Wine Tasting Terms
Acetic – A vinegar-like smell and/or taste caused by acetic acid. All wines contain acetic acid - (i.e.: vinegar). Normally the amount is insignificant and may even enhance flavor.
Astringent - Descriptive of wines that have a rough, puckery taste. Usually can be attributed to high tannin content. Tannic astringency will normally decrease with age. However, sometimes the wine fails to outlive the tannin.
Fruity - Apple, black currant, cherry, citrus, pear, peach, raspberry, banana pineapple, and strawberry; describes a wine in which the fruit is dominant.
Pepper - A component in either the nose or the palate, that smells or tastes of bell or cracked pepper.
Smoky - Tobacco aroma or flavor that is associated with Oak aging.
OAK - Aroma and flavor derived from aging wine in Oak casks or barrels. Oak is characterized by; smokiness, vanilla, clove and other spices.
Cassis - A black currant flavor common in Cabernet Sauvignon.
Earthy - This describes a mineral character that can add interest to the palate.
Pungent - Wine with a distinctly strong nose.
Grassy - The aroma of hay or cut grass, not unpleasant unless exaggerated.

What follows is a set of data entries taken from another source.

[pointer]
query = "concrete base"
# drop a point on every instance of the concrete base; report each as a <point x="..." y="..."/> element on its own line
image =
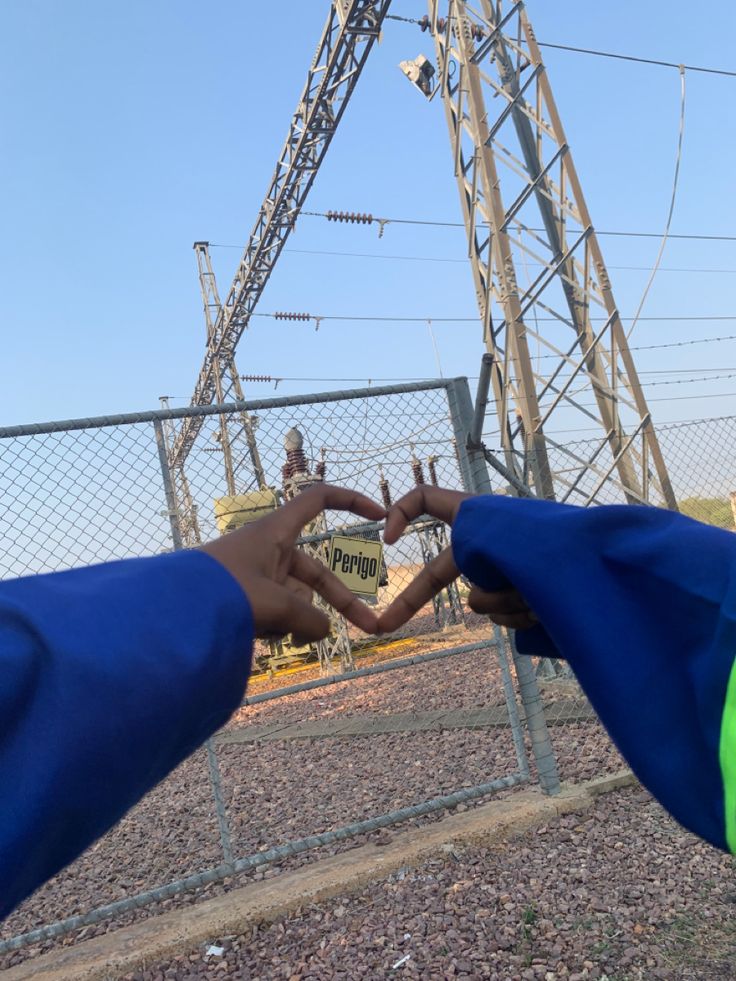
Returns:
<point x="160" y="937"/>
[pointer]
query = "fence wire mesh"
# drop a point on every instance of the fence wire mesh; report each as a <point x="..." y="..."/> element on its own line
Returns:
<point x="82" y="494"/>
<point x="93" y="494"/>
<point x="85" y="493"/>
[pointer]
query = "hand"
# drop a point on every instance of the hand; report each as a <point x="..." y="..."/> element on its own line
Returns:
<point x="505" y="607"/>
<point x="278" y="578"/>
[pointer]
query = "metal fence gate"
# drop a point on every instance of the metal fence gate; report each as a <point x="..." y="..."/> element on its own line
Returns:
<point x="85" y="491"/>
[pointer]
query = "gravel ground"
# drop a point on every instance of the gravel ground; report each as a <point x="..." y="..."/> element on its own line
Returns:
<point x="278" y="791"/>
<point x="619" y="893"/>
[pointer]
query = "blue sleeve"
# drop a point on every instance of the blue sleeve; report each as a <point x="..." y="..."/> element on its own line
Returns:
<point x="642" y="603"/>
<point x="109" y="677"/>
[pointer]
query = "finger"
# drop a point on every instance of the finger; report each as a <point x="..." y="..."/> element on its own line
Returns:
<point x="507" y="608"/>
<point x="288" y="613"/>
<point x="299" y="588"/>
<point x="501" y="601"/>
<point x="318" y="577"/>
<point x="435" y="576"/>
<point x="514" y="621"/>
<point x="302" y="509"/>
<point x="436" y="501"/>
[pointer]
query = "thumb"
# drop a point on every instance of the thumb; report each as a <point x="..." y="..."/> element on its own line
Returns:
<point x="285" y="612"/>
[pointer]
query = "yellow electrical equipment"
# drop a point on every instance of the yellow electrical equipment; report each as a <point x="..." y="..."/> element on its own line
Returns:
<point x="240" y="509"/>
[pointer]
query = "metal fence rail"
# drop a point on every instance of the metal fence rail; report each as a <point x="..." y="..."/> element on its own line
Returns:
<point x="84" y="491"/>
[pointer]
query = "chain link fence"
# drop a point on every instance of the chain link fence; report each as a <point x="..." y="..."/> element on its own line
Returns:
<point x="90" y="491"/>
<point x="367" y="744"/>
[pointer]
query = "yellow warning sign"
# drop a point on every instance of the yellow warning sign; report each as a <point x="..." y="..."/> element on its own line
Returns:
<point x="357" y="563"/>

Usually found in
Semillon and Sauvignon Blanc.
Spicy - Wines that posses the distinct aroma or character of spice; clove, mint, cinnamon or pepper.

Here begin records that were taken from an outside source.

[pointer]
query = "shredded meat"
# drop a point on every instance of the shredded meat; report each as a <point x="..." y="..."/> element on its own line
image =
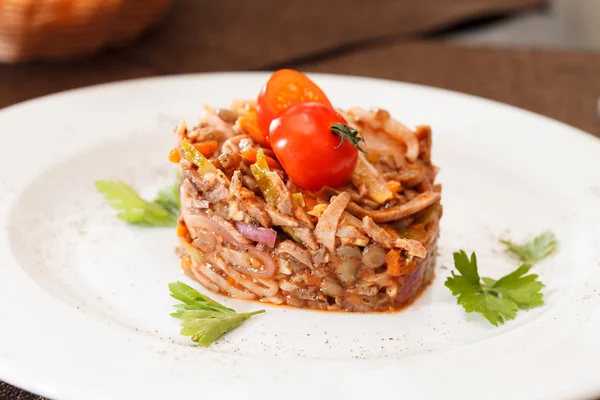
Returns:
<point x="377" y="233"/>
<point x="333" y="249"/>
<point x="413" y="206"/>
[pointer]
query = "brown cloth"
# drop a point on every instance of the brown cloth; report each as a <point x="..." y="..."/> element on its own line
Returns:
<point x="564" y="85"/>
<point x="372" y="38"/>
<point x="208" y="35"/>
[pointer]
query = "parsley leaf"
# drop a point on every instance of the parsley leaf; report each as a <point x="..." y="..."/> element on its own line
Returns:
<point x="497" y="300"/>
<point x="204" y="319"/>
<point x="137" y="211"/>
<point x="534" y="251"/>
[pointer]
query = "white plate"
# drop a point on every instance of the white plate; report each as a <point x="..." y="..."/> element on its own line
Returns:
<point x="84" y="304"/>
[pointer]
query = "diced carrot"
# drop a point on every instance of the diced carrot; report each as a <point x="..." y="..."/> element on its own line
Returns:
<point x="299" y="199"/>
<point x="310" y="202"/>
<point x="182" y="231"/>
<point x="392" y="259"/>
<point x="249" y="124"/>
<point x="398" y="265"/>
<point x="394" y="186"/>
<point x="207" y="148"/>
<point x="174" y="155"/>
<point x="249" y="155"/>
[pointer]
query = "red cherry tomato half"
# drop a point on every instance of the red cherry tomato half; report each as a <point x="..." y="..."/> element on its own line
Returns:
<point x="283" y="90"/>
<point x="315" y="146"/>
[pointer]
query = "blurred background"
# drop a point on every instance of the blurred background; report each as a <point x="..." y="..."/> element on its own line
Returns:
<point x="542" y="55"/>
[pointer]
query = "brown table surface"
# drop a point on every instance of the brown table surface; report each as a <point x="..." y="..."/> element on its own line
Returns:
<point x="564" y="85"/>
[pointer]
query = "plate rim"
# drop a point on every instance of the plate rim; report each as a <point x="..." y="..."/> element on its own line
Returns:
<point x="224" y="75"/>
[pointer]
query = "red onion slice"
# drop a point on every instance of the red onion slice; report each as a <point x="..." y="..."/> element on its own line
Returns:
<point x="257" y="233"/>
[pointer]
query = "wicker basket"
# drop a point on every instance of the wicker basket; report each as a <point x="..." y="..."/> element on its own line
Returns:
<point x="60" y="29"/>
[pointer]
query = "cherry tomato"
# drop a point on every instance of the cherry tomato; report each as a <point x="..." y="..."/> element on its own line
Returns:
<point x="284" y="89"/>
<point x="315" y="145"/>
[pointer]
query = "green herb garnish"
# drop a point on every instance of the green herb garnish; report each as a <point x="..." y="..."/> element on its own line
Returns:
<point x="497" y="300"/>
<point x="134" y="210"/>
<point x="535" y="250"/>
<point x="202" y="318"/>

Brut - A term for dry Champagne or sparkling wine.
Buttery - Descriptor for rich flavor and smoothness of texture. Often referred to oak-aged white wines; many Chardonnay, white Burgundies.
Chalky - Describes an extremely dry finish.

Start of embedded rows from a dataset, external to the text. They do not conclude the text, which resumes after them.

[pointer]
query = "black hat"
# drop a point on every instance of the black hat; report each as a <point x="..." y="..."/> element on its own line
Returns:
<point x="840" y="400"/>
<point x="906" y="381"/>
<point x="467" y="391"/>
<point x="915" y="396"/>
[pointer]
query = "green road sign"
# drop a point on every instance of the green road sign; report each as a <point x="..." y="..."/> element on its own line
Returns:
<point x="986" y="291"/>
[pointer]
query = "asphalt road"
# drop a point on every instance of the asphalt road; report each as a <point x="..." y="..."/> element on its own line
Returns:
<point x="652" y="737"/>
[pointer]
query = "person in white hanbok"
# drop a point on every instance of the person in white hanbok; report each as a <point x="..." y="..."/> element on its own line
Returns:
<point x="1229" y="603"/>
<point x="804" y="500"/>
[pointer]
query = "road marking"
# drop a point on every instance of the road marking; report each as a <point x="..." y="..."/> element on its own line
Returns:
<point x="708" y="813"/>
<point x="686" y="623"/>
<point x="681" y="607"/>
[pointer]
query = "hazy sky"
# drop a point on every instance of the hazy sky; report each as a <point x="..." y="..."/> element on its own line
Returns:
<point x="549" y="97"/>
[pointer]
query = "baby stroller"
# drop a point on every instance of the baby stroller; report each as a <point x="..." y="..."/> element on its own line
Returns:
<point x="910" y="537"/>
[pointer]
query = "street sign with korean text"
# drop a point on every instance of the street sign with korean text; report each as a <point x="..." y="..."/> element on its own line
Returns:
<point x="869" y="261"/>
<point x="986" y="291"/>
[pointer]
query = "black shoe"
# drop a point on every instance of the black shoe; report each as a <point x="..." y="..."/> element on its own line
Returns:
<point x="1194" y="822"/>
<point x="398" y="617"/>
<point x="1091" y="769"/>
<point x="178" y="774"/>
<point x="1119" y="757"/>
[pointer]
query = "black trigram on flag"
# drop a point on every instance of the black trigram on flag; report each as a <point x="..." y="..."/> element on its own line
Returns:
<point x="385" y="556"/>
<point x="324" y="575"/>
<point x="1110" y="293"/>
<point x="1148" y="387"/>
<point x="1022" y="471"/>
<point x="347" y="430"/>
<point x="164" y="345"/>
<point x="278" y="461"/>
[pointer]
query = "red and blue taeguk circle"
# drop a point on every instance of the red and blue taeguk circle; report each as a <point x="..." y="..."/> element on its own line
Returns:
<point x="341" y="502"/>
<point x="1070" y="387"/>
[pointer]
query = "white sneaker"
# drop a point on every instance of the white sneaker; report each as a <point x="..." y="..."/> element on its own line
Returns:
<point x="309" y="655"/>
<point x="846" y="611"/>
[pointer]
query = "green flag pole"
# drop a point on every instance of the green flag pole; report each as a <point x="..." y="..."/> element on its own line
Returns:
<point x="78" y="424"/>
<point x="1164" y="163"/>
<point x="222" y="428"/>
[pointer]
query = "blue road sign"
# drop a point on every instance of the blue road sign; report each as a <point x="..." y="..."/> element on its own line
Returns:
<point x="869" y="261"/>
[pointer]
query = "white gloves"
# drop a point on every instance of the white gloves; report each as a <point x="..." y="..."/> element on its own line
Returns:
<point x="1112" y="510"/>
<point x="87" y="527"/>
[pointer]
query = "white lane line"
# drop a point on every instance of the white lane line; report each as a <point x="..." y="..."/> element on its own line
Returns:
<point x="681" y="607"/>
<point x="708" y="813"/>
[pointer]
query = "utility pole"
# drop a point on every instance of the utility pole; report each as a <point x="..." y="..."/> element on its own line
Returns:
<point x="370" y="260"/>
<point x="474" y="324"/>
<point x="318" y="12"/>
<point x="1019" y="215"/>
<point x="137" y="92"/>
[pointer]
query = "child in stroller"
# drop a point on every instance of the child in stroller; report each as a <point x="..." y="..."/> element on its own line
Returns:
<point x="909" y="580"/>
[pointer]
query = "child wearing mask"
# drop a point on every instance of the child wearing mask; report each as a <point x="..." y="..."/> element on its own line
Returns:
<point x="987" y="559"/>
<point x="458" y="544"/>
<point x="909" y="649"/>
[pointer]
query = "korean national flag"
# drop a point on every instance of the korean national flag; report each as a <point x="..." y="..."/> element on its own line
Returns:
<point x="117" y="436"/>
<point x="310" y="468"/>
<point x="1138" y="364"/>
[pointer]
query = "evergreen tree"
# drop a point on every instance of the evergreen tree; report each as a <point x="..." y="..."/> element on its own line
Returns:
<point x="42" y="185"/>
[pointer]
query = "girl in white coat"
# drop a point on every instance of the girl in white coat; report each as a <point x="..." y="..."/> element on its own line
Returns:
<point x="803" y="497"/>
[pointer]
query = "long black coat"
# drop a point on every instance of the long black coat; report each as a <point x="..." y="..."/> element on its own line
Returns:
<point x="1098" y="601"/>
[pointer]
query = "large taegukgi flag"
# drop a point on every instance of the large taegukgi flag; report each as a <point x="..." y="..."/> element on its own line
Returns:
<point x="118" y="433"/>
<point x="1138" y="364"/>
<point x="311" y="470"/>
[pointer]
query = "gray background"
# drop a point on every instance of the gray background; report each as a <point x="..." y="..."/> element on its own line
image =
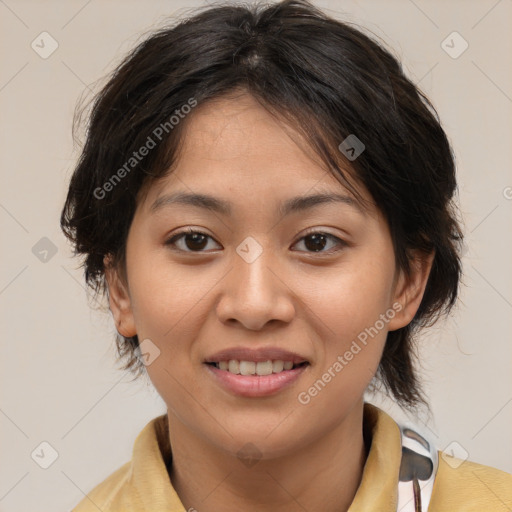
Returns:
<point x="59" y="381"/>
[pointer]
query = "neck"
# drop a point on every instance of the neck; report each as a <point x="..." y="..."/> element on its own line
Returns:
<point x="323" y="475"/>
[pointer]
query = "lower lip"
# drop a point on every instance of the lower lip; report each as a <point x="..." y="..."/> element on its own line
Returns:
<point x="256" y="385"/>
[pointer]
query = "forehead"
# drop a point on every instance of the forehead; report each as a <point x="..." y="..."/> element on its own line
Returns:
<point x="232" y="147"/>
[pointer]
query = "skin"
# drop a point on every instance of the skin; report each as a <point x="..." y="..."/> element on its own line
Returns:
<point x="192" y="304"/>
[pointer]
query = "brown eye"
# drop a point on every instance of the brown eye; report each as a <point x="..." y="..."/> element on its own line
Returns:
<point x="191" y="241"/>
<point x="317" y="241"/>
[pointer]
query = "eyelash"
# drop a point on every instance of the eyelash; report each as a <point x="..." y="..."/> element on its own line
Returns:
<point x="172" y="241"/>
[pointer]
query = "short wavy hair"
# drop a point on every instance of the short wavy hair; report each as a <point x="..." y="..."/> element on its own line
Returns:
<point x="328" y="80"/>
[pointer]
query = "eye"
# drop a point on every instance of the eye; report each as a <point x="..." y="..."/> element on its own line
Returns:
<point x="193" y="240"/>
<point x="316" y="241"/>
<point x="196" y="241"/>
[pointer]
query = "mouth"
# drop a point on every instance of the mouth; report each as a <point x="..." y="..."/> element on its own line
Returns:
<point x="256" y="368"/>
<point x="255" y="373"/>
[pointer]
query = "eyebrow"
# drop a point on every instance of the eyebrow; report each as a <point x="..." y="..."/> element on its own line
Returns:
<point x="214" y="204"/>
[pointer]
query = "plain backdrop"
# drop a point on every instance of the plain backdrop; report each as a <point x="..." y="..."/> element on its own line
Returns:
<point x="59" y="380"/>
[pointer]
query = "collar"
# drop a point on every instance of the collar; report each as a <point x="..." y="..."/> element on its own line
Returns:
<point x="149" y="476"/>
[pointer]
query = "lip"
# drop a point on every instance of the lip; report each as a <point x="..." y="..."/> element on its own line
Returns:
<point x="256" y="355"/>
<point x="255" y="386"/>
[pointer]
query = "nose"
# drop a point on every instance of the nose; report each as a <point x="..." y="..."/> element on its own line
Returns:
<point x="256" y="292"/>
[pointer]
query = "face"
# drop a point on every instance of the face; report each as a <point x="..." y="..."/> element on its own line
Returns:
<point x="260" y="281"/>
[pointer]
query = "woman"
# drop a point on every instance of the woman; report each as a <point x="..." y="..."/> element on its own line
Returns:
<point x="266" y="200"/>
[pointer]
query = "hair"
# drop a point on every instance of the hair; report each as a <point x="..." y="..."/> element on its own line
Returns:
<point x="323" y="77"/>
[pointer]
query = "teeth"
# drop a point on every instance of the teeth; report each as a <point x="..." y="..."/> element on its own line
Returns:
<point x="234" y="366"/>
<point x="277" y="366"/>
<point x="254" y="368"/>
<point x="247" y="367"/>
<point x="264" y="368"/>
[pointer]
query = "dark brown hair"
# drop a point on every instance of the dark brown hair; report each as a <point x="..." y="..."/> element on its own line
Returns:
<point x="325" y="78"/>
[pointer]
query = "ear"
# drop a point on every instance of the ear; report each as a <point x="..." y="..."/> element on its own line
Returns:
<point x="119" y="300"/>
<point x="409" y="290"/>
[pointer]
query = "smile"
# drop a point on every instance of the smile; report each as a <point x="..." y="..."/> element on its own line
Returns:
<point x="260" y="368"/>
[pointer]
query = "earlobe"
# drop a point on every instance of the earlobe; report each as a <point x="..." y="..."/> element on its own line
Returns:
<point x="119" y="300"/>
<point x="409" y="290"/>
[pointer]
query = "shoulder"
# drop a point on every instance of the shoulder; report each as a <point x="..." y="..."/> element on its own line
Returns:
<point x="466" y="487"/>
<point x="108" y="493"/>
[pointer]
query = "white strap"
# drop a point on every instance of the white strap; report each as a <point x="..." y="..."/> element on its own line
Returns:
<point x="418" y="470"/>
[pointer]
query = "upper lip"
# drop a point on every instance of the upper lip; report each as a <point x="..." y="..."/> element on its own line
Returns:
<point x="256" y="355"/>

Bitter - One of the four basic tastes. A major source of bitterness is the tannin content of a
wine. If the bitter component dominates in the aroma or taste of a wine it is considered a fault. Sweet dessert wines may have an enhanced bitter component that complements the other flavors making for a successful overall taste balance.
Crisp -Wine has pronounced but pleasing tartness, acidity. Fresh, young and eager, begs to be drunk. Generally used to describe white wines only, especially those of Muscadet de Sevres et Maine from the Loire region of France.
Balance- Denotes harmonious balance of wine elements - (i.e.: no individual part is dominant). Acid balances the sweetness; fruit balances against oak and tannin content; alcohol is balanced against acidity and flavor. Wine not in balance may be acidic, cloying, flat or harsh etc. Honeyed - Smell or taste reminiscent of honey, characteristic of late-harvest wines affected by "noble rot."
Vanilla - The aroma and/or taste of vanilla beans imparted by Oak aging.
Woody- Excessive aroma of wood, common in wines over-aged in casks or barrels.